Thinking about it makes his heart ache and makes the guilt he always carries with him now curl deep in his gut. Instead he chooses to look at Yoohyun, studying him as he wraps his hand.

He looks strong and confident. For a moment Yoojinn feels like he has peered into another timeline where nothing went wrong and his little brother made it to medical school like he always wanted to. He starts packing the emergency kit again, his movements deft and well-practiced, and that’s when Yoojin realizes: Yoohyun was taking care of him and could now do so better than Yoojin could take care of him.

The realization hits him like a bucket of ice water and he freezes. He has spent his entire life, has sacrificed any hope of a bright future he might have had, for Yoohyun, taking care of him, clothing him, force feeding him vegetables. What is he supposed to do now that Yoohyun has outgrown his need of him? Now that he no longer needs his hyung to protect him? Is he supposed to simply move on with his life? Let Yoohyun face the dangers of the world as well as the unholy horrors of the dungeons alone? He can’t bring himself to even think about it.

“Here take this.” He hands Yoojin a painkiller. There are only three left he notes absentmindedly, as he downs the one Yoohyun had just handed him. Another thing he has to buy that he can’t afford. He’ll have to use them sparsely until he could afford to buy some more. Yoohyun pulls on his sleeve, effectively pulling him out of his mental budget-planning.

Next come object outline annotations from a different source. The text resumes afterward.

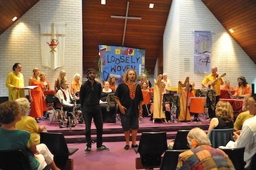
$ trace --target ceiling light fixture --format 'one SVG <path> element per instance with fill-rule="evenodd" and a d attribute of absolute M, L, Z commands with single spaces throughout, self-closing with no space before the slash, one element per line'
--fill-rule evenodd
<path fill-rule="evenodd" d="M 154 8 L 154 4 L 153 3 L 149 3 L 149 8 L 152 8 L 152 9 Z"/>
<path fill-rule="evenodd" d="M 12 19 L 12 21 L 15 21 L 16 19 L 17 19 L 18 18 L 17 17 L 14 17 L 13 19 Z"/>
<path fill-rule="evenodd" d="M 101 0 L 102 5 L 106 5 L 106 0 Z"/>

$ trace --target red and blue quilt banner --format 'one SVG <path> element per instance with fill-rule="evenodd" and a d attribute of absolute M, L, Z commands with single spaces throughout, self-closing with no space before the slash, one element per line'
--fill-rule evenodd
<path fill-rule="evenodd" d="M 101 58 L 101 78 L 107 81 L 114 76 L 118 84 L 129 69 L 134 69 L 138 76 L 145 73 L 145 50 L 129 47 L 99 45 Z"/>
<path fill-rule="evenodd" d="M 194 32 L 194 71 L 210 73 L 211 37 L 210 31 Z"/>

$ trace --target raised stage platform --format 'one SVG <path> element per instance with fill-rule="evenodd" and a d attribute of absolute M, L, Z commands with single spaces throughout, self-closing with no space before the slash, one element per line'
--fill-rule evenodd
<path fill-rule="evenodd" d="M 143 117 L 143 122 L 139 124 L 139 129 L 137 140 L 140 138 L 143 132 L 149 131 L 166 131 L 167 139 L 174 139 L 178 130 L 191 129 L 198 126 L 207 131 L 210 121 L 201 118 L 201 123 L 196 122 L 183 122 L 175 123 L 155 122 L 150 122 L 150 117 Z M 85 124 L 78 124 L 76 126 L 62 128 L 59 126 L 58 122 L 50 122 L 49 119 L 39 120 L 39 125 L 44 124 L 48 132 L 61 132 L 66 138 L 67 143 L 86 143 L 85 140 Z M 96 129 L 93 123 L 91 124 L 91 138 L 96 141 Z M 117 121 L 116 123 L 104 123 L 103 124 L 103 142 L 119 142 L 125 141 L 125 135 L 122 126 Z"/>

“Hyung,” Yoohyun says carefully,  the way he used to as a child when he was about to ask for something he knew Yoojin would probably say no to. “Can we have ice cream for dinner?” He asks, as though Yoojin would be doing him a favour and indulging him and not saving his ass by letting him not have to think up of something for them to eat.

“Sure.” Yoojin says. “Why not.”

He takes the tub of mint chocolate ice cream out of the freezer. Almost empty, he notices as he scoops the last of it in two bowls and hands the one with more ice cream to Yoohyun. They sit on the couch, all pretenses of having a proper dinner gone, the static coming from the radio blanketing them with its soothing tone.

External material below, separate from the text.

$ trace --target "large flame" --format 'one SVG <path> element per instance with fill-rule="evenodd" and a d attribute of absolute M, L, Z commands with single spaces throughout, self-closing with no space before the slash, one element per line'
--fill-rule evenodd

“Yoohyun you have ice cream on your face.” Yoojin says, impossibly fond.

“What? Where?” He rubs at a random spot on his chin, completely missing it. Automatically, Yoojin grabs a tissue and carefully cleans his face with it, the way he so often did when Yoohyun was a child.

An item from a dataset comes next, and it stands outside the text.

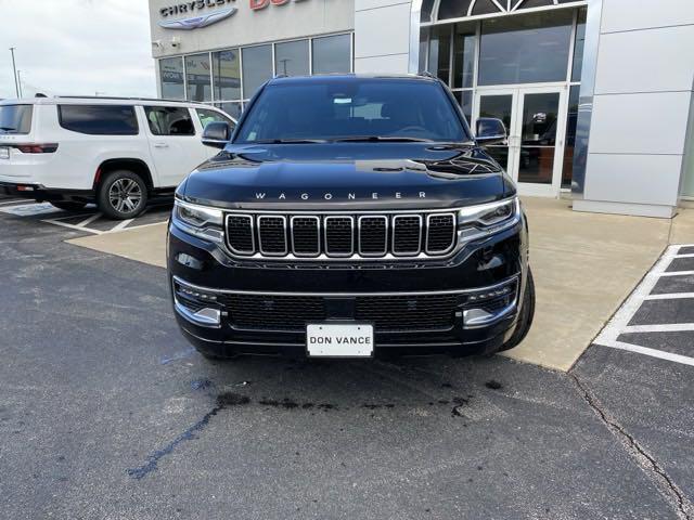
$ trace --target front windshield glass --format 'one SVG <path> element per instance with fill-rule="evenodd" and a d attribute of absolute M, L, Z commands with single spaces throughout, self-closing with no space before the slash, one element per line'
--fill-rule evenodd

“There.” He smiles softly.

They finish the rest of their meal in silence, Yoohyun’s head resting against Yoojin’s shoulder. Yoohyun insists on washing taking the bowls and washing them himself instead of letting Yoojin do it, gamley taking instructions from him even though “I know how to wash a bowl hyung!”, soft laughter filling the room. He feels, for a moment, like he could have this forever.

Two weeks later Yoohyun has moved out of the house without a goodbye or a note, and Yoojin is so distraught it takes him a week before he realises the radio is gone too.